Profitiert denn niemand?
Sicher gibt es Profiteure. Gelegentlich krimineller Art, wie die Bestechungsaffäre um die BVK des Kantons Zürich zeigt, bei der ja nicht nur Schmiergelder gezahlt, sondern auch noch Investments in dreistelliger Millionenhöhe in den Sand gesetzt wurden. Aber es gibt auch legale Bereicherungsmöglichkeiten bei der Verwaltung und Anlage von solchen Riesensummen. Neuere Berechnungen ergeben, dass beim Schweizer Pensionskassensystem Gesamtkosten von 5,7 Milliarden Franken entstehen.
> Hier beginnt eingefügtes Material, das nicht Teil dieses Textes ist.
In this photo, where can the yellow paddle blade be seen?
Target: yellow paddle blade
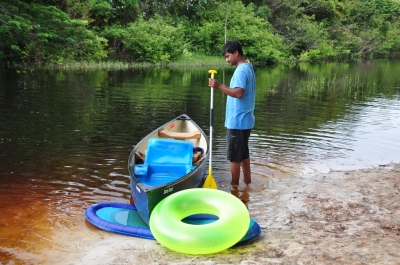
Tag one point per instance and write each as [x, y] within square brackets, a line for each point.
[210, 182]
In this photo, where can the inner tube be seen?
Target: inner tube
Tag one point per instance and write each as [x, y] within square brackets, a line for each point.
[170, 231]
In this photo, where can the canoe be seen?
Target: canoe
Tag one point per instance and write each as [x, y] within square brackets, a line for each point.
[169, 159]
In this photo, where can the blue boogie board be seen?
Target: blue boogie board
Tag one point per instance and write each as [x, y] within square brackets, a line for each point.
[122, 218]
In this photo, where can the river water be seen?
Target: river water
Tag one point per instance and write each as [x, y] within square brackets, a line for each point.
[65, 136]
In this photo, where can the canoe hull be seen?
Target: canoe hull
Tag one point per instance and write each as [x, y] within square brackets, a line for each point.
[147, 197]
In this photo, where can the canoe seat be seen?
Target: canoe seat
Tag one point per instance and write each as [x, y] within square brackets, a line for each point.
[179, 135]
[166, 161]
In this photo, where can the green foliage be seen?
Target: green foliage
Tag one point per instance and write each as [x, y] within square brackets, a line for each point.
[260, 44]
[46, 34]
[271, 31]
[154, 40]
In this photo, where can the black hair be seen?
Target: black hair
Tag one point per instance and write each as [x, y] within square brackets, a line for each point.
[232, 46]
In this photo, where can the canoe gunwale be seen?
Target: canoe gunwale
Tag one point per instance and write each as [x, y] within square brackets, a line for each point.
[146, 197]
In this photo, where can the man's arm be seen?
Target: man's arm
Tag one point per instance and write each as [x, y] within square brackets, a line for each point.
[236, 92]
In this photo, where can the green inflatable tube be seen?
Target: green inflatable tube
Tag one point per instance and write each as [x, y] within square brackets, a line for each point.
[169, 230]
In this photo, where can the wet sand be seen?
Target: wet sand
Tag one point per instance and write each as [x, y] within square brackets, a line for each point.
[340, 217]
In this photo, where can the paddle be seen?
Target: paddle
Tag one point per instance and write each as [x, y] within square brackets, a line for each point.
[210, 182]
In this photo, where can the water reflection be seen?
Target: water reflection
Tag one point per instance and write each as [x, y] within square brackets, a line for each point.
[65, 137]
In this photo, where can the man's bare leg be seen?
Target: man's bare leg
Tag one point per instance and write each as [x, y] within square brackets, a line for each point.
[235, 171]
[246, 171]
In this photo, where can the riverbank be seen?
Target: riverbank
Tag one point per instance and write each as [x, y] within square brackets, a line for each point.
[340, 217]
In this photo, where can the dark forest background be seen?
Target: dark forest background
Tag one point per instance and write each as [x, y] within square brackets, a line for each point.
[271, 31]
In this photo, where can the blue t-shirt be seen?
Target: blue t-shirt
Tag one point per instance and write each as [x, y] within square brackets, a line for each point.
[240, 112]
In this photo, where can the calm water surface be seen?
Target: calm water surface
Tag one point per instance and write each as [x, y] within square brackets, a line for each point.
[65, 136]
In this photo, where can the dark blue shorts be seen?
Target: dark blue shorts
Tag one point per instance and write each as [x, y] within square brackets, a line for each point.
[237, 145]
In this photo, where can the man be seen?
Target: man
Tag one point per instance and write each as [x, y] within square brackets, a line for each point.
[239, 118]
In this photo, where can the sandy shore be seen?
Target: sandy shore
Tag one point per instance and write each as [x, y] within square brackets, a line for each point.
[346, 217]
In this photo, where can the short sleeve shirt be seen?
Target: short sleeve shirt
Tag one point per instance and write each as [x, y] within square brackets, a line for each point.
[240, 112]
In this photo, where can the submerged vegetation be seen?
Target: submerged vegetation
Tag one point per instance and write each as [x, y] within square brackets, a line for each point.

Alleine für Vermögensverwaltung geben PKs 3,9 Milliarden Franken oder 0,56 Prozent des investierten Kapitals aus. 33 Prozent dieser rund 4 Milliarden fallen bei sogenannten «alternativen Anlagen» an, das sind Hedgefonds, strukturierte Produkte und anderes Gebräu aus der Hexenküche moderner Finanzderivate. Obwohl hier nur 6,4 Prozent des Gesamtvermögens angelegt sind, verdienen sich damit Berater, Finanzintermediäre wie Banken oder Vermögensverwalter dumm und dämlich. Dabei gilt: Je höher die Kosten, desto tiefer die realisierte Nettorendite.
Düstere Aussichten für Rentner
Einerseits schröpft der Staat Zwangssparer, indem er ihnen via Pensionskasse ihr Geld abknöpft und im besten Fall nicht mal Zinsen dafür zahlt, im zweitschlechtesten Fall sogar das Kapital mit Inflation verringert. Im schlechtesten Fall, wenn der Staat bankrott geht, ist der Altergroschen ganz weg. Andererseits müssen Vorsorgeeinrichtungen versuchen, durch Investitionen in potenziell hochriskante Anlageformen die nötige Rendite zu erzielen, um ihren Rentenversprechen nachkommen zu können. Auch hier besteht die Gefahr des Totalschadens. Da ist guter Rat für den Rentner teuer. Vielleicht sollte er es mal mit Roulettespielen versuchen. Notfalls mit russischem Roulette.